We will merge these features back to our features df later, when the features data frame is on a single row as well.

Creating an Elo Feature

Another feature which we could create is an Elo feature. If you don't know what Elo is, go ahead and read our article on it here. We have also written a guide on using elo to model the 2018 FIFA World Cup here.

Essentially, Elo ratings increase if you win. The amount the rating increases is based on how strong the opponent is relative to the team who won. Weak teams get more points for beating stronger teams than they do for beating weaker teams, and vice versa for losses (teams lose points for losses).

Mathematically, Elo ratings can also assign a probability for winning or losing based on the two Elo Ratings of the teams playing.

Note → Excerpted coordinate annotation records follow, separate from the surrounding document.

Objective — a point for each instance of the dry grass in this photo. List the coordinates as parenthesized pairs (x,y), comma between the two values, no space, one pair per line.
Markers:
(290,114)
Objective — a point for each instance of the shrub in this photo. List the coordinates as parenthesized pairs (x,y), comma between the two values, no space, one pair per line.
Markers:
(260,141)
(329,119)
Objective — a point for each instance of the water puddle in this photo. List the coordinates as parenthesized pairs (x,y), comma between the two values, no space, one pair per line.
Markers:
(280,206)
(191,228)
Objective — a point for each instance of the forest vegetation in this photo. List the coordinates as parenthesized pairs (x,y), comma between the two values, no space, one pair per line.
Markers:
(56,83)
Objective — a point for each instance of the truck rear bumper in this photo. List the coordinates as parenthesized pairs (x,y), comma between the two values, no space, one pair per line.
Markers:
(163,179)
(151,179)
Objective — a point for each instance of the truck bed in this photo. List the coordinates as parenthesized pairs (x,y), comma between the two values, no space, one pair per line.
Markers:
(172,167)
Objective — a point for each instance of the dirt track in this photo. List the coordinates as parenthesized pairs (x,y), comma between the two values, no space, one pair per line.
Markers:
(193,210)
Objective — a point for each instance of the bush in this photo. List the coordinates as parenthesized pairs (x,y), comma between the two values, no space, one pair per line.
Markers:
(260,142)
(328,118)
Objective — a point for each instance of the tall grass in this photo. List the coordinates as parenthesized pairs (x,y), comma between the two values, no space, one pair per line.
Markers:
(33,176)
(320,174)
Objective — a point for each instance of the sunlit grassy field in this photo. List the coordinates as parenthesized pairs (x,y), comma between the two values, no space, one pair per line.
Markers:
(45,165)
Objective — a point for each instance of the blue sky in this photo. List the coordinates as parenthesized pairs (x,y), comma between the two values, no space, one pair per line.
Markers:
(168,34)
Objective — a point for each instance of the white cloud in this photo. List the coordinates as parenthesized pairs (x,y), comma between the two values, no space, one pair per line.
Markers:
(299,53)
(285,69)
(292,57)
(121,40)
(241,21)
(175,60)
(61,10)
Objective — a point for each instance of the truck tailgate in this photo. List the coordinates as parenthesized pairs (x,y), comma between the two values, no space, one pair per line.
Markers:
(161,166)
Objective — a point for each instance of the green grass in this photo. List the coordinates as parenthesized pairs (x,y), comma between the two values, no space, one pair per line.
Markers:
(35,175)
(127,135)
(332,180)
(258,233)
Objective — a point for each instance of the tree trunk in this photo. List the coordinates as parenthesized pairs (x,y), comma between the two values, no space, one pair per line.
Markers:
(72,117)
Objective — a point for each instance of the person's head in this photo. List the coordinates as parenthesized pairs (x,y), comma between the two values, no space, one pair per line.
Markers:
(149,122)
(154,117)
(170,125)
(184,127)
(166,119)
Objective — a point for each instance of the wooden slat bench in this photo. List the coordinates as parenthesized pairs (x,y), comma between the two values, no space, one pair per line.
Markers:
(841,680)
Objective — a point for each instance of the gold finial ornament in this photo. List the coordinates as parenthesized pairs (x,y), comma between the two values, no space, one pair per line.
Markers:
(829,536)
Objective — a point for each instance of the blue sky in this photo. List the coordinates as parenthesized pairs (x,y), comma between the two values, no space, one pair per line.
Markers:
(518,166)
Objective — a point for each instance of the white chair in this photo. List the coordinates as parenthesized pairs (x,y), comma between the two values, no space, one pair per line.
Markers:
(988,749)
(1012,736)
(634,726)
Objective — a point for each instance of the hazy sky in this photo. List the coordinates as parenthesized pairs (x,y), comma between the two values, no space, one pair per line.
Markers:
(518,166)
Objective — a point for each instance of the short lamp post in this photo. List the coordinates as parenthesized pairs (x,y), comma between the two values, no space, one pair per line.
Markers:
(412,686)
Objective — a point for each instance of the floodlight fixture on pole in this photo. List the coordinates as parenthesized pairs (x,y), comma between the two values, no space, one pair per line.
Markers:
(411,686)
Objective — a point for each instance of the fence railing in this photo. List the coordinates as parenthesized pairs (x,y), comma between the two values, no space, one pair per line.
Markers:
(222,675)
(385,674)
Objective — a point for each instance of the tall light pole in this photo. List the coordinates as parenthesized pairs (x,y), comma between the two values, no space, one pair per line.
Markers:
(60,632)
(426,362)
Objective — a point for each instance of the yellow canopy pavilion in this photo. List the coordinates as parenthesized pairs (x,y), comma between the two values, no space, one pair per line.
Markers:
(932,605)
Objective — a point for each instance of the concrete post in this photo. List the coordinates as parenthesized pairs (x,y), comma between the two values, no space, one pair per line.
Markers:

So let's get into it. We will first define a function which calculates the elo for each team and applies these elos to our DataFrame.

# Define a function which finds the elo for each team in each game and returns a dictionary with the game ID as a key and the
# elos as the key's value, in a list. It also outputs the probabilities and a dictionary of the final elos for each team
def elo_applier(df, k_factor):
    # Initialise a dictionary with default elos for each team
    elo_dict = {team: 1500 for team in df['team'].unique()}
    elos, elo_probs = {}, {}

    # Get a home and away dataframe so that we can get the teams on the same row
    home_df = df.loc[df.home_game == 1, ['team', 'game', 'f_margin', 'home_game']].rename(columns={'team': 'home_team'})
    away_df = df.loc[df.home_game == 0, ['team', 'game']].rename(columns={'team': 'away_team'})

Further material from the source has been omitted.